Patients with Cohen syndrome very frequently exhibit abnormal eyelash and eyelid morphology, teeth abnormalities, lingual aplasia or hypoplasia, arachnodactyly, chorioretinal dystrophy, downslanted palpebral fissures, gingival overgrowth, global developmental delay, a high and narrow palate, maxillary hypoplasia, zygomatic bone hypoplasia, hypotonia, intellectual disability, long eyelashes, low anterior hairline, microcephaly, micrognathia, myopia, neurological speech impairment, neutropenia, open mouth, prominent nasal bridge, sandal gap, short philtrum, slender toes, tapered fingers, and thick eyebrows.
Other frequently observed symptoms include abnormal skin pigmentation, cat cry, clinodactyly, cubitus valgus, decreased fetal movement, delayed puberty, failure to thrive during infancy, feeding difficulties during infancy, syndactyly, genu valgum, intrauterine growth retardation, joint hyperflexibility, macrodontia, narrow palm, obesity, short stature, thick hair, and a weak cry.

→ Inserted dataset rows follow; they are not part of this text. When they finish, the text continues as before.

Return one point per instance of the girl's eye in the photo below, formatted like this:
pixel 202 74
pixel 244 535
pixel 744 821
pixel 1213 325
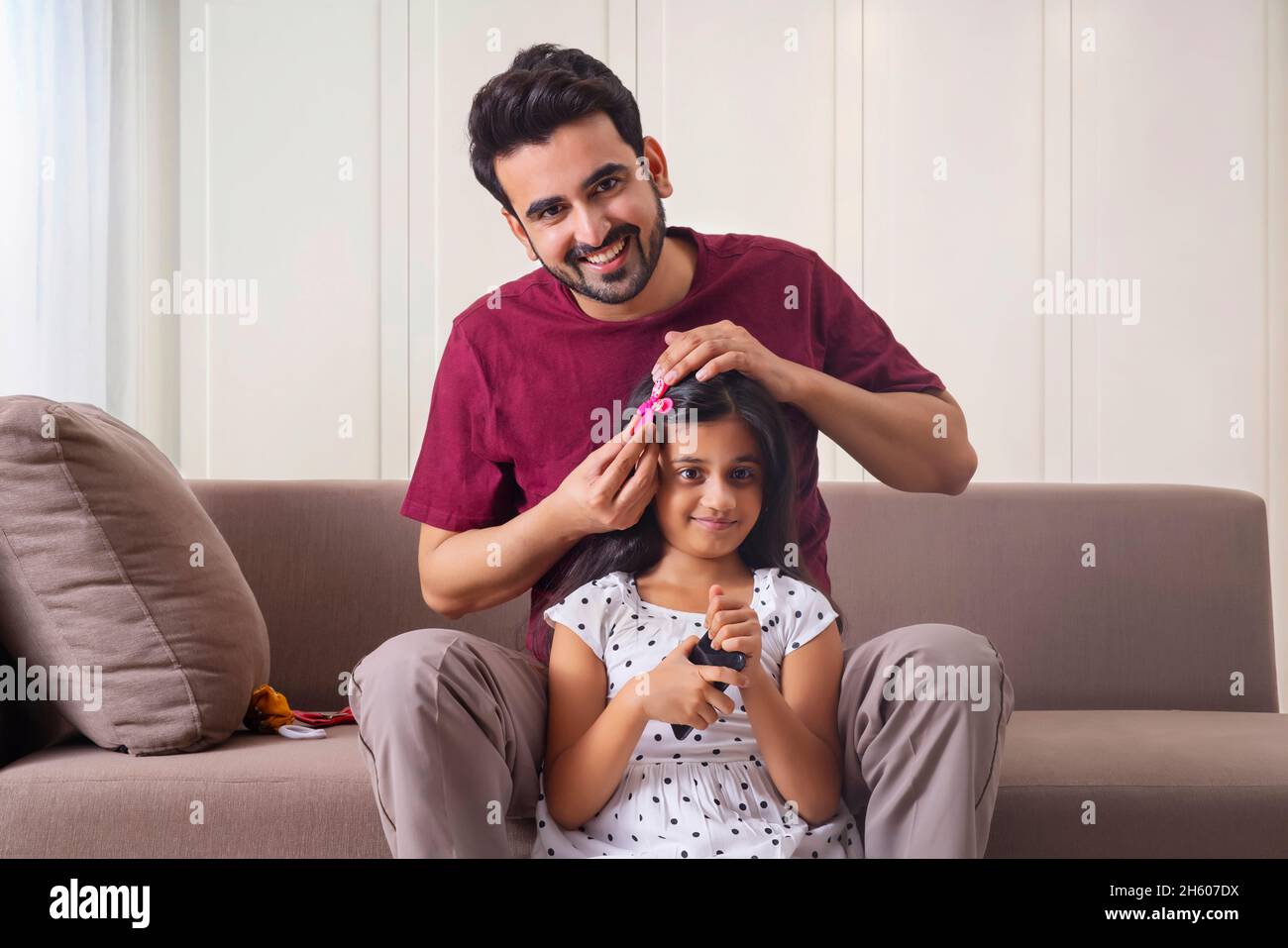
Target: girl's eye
pixel 739 471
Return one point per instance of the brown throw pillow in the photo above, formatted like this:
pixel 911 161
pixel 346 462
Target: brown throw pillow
pixel 111 570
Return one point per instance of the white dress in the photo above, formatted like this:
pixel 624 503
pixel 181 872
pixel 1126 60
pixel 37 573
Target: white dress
pixel 708 794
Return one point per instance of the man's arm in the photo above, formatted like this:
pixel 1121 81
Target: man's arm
pixel 893 434
pixel 480 569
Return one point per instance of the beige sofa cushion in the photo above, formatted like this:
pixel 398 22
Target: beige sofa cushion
pixel 108 562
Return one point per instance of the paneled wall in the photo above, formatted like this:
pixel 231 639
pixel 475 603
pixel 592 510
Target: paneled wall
pixel 971 167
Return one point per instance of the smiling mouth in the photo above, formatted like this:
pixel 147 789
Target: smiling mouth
pixel 606 256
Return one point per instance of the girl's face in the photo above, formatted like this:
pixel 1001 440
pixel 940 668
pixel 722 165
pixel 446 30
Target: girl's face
pixel 711 473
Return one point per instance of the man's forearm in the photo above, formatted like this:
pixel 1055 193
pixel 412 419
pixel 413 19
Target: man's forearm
pixel 893 434
pixel 480 569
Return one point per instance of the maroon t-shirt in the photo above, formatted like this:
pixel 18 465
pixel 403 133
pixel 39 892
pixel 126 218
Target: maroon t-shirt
pixel 524 369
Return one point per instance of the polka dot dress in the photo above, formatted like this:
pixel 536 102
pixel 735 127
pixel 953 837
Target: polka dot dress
pixel 708 794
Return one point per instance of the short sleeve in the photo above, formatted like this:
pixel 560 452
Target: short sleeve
pixel 859 347
pixel 806 618
pixel 460 480
pixel 588 610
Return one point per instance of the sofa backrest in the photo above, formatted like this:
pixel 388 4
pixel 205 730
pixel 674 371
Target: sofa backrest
pixel 1176 603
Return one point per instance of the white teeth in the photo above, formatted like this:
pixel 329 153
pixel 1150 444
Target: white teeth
pixel 609 254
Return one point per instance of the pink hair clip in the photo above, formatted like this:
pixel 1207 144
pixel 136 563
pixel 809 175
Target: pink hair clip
pixel 655 403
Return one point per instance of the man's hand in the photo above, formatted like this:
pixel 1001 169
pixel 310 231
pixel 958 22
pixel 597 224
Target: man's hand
pixel 720 347
pixel 613 485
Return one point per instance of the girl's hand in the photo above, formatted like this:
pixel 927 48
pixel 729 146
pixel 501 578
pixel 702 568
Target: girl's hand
pixel 734 627
pixel 681 691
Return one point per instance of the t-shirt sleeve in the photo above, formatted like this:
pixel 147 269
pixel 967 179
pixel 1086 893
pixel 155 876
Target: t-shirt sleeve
pixel 462 479
pixel 858 346
pixel 807 618
pixel 587 612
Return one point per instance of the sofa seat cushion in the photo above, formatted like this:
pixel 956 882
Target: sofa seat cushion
pixel 1164 785
pixel 262 794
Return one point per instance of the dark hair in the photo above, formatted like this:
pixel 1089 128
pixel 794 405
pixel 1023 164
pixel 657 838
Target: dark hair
pixel 545 86
pixel 635 549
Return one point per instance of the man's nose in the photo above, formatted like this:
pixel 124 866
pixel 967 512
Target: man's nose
pixel 591 228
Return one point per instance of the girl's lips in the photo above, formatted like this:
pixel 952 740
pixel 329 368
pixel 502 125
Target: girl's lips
pixel 712 524
pixel 612 264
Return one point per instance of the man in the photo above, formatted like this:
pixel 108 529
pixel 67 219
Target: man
pixel 509 476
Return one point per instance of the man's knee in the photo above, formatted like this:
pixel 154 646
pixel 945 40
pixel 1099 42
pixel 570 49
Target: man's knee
pixel 404 661
pixel 956 661
pixel 938 643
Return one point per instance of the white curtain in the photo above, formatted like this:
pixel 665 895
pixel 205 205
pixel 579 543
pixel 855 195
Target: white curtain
pixel 71 287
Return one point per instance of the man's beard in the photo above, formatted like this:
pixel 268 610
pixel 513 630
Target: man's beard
pixel 629 281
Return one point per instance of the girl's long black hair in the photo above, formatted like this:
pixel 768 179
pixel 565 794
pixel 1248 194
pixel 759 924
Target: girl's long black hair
pixel 635 549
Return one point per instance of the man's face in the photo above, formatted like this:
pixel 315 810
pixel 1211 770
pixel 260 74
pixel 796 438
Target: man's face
pixel 712 472
pixel 584 193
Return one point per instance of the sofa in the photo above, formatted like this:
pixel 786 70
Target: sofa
pixel 1133 620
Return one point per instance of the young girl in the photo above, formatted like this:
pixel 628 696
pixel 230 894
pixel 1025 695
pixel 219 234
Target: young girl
pixel 709 553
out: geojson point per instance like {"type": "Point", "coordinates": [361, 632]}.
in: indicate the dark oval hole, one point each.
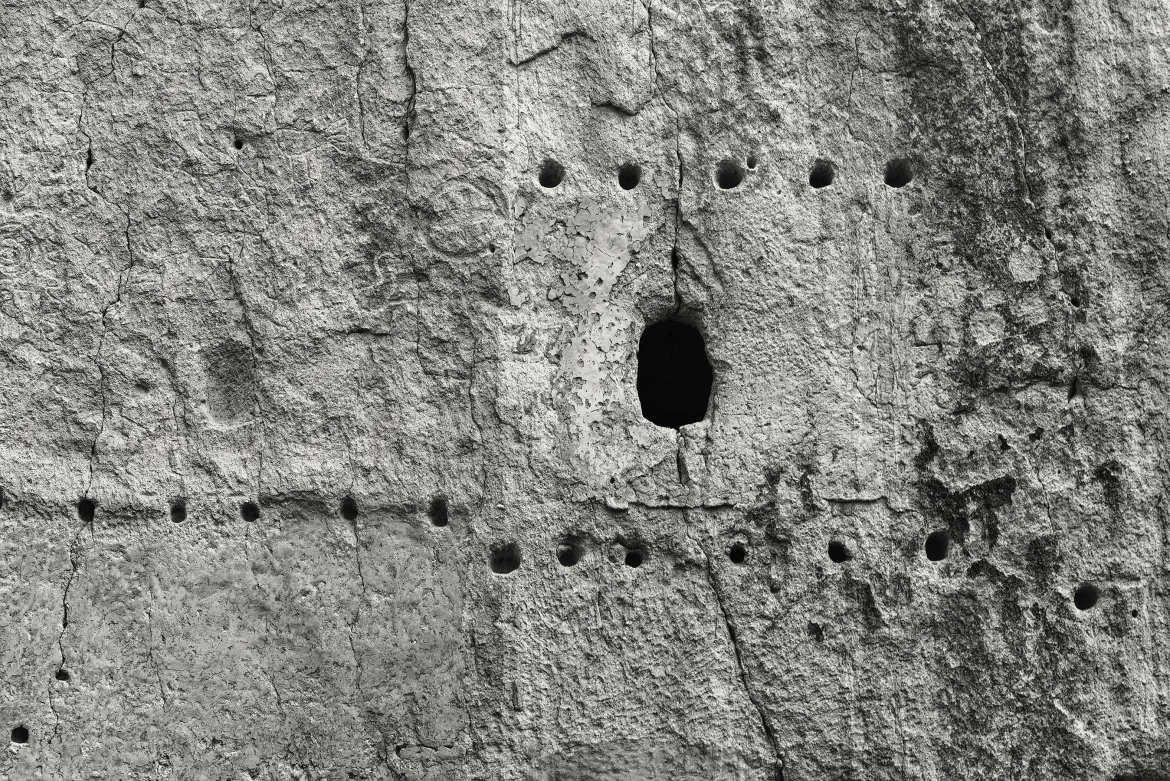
{"type": "Point", "coordinates": [570, 551]}
{"type": "Point", "coordinates": [628, 175]}
{"type": "Point", "coordinates": [899, 172]}
{"type": "Point", "coordinates": [674, 375]}
{"type": "Point", "coordinates": [937, 545]}
{"type": "Point", "coordinates": [438, 511]}
{"type": "Point", "coordinates": [506, 558]}
{"type": "Point", "coordinates": [728, 174]}
{"type": "Point", "coordinates": [551, 173]}
{"type": "Point", "coordinates": [838, 552]}
{"type": "Point", "coordinates": [1086, 596]}
{"type": "Point", "coordinates": [821, 174]}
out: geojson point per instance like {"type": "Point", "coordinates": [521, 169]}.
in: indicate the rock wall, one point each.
{"type": "Point", "coordinates": [322, 448]}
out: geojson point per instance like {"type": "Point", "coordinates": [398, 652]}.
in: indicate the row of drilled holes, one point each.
{"type": "Point", "coordinates": [937, 547]}
{"type": "Point", "coordinates": [250, 511]}
{"type": "Point", "coordinates": [729, 173]}
{"type": "Point", "coordinates": [506, 559]}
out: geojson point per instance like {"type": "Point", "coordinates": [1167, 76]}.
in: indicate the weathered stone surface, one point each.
{"type": "Point", "coordinates": [260, 257]}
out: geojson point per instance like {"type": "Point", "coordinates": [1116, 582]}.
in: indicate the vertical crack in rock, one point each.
{"type": "Point", "coordinates": [150, 649]}
{"type": "Point", "coordinates": [1010, 108]}
{"type": "Point", "coordinates": [363, 41]}
{"type": "Point", "coordinates": [408, 122]}
{"type": "Point", "coordinates": [253, 340]}
{"type": "Point", "coordinates": [743, 671]}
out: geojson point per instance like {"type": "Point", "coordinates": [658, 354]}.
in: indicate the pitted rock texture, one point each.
{"type": "Point", "coordinates": [322, 450]}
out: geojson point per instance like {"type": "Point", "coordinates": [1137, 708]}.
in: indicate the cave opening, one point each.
{"type": "Point", "coordinates": [674, 375]}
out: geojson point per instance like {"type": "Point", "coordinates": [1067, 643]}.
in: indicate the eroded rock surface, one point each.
{"type": "Point", "coordinates": [322, 450]}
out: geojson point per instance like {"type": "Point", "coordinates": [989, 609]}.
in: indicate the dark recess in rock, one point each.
{"type": "Point", "coordinates": [674, 375]}
{"type": "Point", "coordinates": [504, 558]}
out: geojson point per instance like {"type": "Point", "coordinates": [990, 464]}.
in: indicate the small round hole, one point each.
{"type": "Point", "coordinates": [899, 172]}
{"type": "Point", "coordinates": [506, 558]}
{"type": "Point", "coordinates": [838, 552]}
{"type": "Point", "coordinates": [937, 545]}
{"type": "Point", "coordinates": [821, 174]}
{"type": "Point", "coordinates": [728, 174]}
{"type": "Point", "coordinates": [570, 551]}
{"type": "Point", "coordinates": [551, 173]}
{"type": "Point", "coordinates": [438, 511]}
{"type": "Point", "coordinates": [1086, 596]}
{"type": "Point", "coordinates": [628, 175]}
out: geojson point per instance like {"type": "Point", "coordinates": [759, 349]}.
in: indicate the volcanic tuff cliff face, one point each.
{"type": "Point", "coordinates": [322, 444]}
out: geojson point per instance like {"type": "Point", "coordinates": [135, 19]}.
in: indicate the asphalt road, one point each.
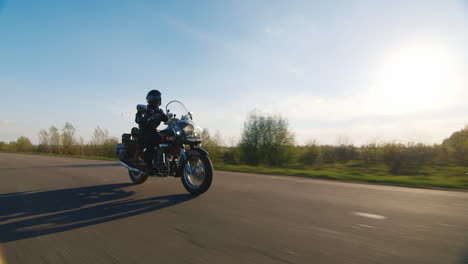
{"type": "Point", "coordinates": [61, 210]}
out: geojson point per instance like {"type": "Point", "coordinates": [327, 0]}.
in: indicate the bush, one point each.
{"type": "Point", "coordinates": [266, 140]}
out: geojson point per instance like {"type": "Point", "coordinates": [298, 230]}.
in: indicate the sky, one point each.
{"type": "Point", "coordinates": [339, 71]}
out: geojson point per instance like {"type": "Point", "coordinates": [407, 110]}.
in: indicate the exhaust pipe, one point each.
{"type": "Point", "coordinates": [131, 168]}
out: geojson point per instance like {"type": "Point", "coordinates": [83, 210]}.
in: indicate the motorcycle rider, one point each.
{"type": "Point", "coordinates": [148, 121]}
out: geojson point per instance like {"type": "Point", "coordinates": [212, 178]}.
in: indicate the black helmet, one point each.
{"type": "Point", "coordinates": [154, 98]}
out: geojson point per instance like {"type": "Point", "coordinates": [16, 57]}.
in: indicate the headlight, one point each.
{"type": "Point", "coordinates": [188, 129]}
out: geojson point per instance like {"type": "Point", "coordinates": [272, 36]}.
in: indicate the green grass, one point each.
{"type": "Point", "coordinates": [448, 176]}
{"type": "Point", "coordinates": [429, 176]}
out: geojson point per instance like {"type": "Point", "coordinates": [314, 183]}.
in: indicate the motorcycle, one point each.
{"type": "Point", "coordinates": [179, 148]}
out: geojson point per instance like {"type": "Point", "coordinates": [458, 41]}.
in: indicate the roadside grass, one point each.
{"type": "Point", "coordinates": [451, 176]}
{"type": "Point", "coordinates": [442, 176]}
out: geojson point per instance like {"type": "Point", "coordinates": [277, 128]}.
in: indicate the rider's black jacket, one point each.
{"type": "Point", "coordinates": [150, 119]}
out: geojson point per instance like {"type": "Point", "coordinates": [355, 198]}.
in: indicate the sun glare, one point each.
{"type": "Point", "coordinates": [414, 78]}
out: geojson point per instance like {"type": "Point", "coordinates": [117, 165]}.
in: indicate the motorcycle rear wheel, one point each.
{"type": "Point", "coordinates": [202, 174]}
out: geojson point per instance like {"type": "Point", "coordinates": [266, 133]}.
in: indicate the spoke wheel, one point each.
{"type": "Point", "coordinates": [199, 180]}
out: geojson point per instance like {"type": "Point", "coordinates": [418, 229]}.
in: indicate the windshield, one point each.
{"type": "Point", "coordinates": [178, 110]}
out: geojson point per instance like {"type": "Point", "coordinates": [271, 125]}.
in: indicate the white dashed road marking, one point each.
{"type": "Point", "coordinates": [373, 216]}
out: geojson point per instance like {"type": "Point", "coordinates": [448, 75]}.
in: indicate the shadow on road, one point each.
{"type": "Point", "coordinates": [26, 215]}
{"type": "Point", "coordinates": [65, 166]}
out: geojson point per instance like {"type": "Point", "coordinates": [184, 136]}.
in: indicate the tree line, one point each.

This syndrome is caused by pathogenic mutations in the VPS13B gene at chromosomal locus 8q22, and an autosomal recessive transmission with variable expression.
Cohen syndrome is diagnosed by clinical examination but often has variation in expression.
Ocular complications, though rare, are listed as optic atrophy, microphthalmia, pigmentary chorioretinitis, hemeralopia, myopia, strabismus, nystagmus and iris/retinal coloboma.
General appearance is obesity with thin/elongated arms and legs. micrognathia, short philtrum and high vaulted palate are common.
Variable intellectual disability with occasional seizure and deafness also is characteristic.
Patients may benefit from early exposure to speech, physical, and occupational therapy to correct symptoms such as joint overflexibility, developmental delays, hypotonia, and motor clumsiness.
Diagnosis may potentially be delayed due to the lack of a definitive molecular test and its clinical variability.
Glasses are beneficial to those who have severe nearsightedness.
Younger patients start out having unimpaired vision, but it starts to deteriorate at a young age.
If vision is able to improve with the use of glasses, they should be worn to help facilitate concept development. Retinal degeneration cannot be ameliorated with glasses.[11]
Many people who have Cohen syndrome also have neutropenia.
Granulocyte-colony stimulating factor (G-CSF) is one possible treatment for neutropenia.
There are no known cures for the disease.
Over the past several years, there have been approximately 50 new cases worldwide.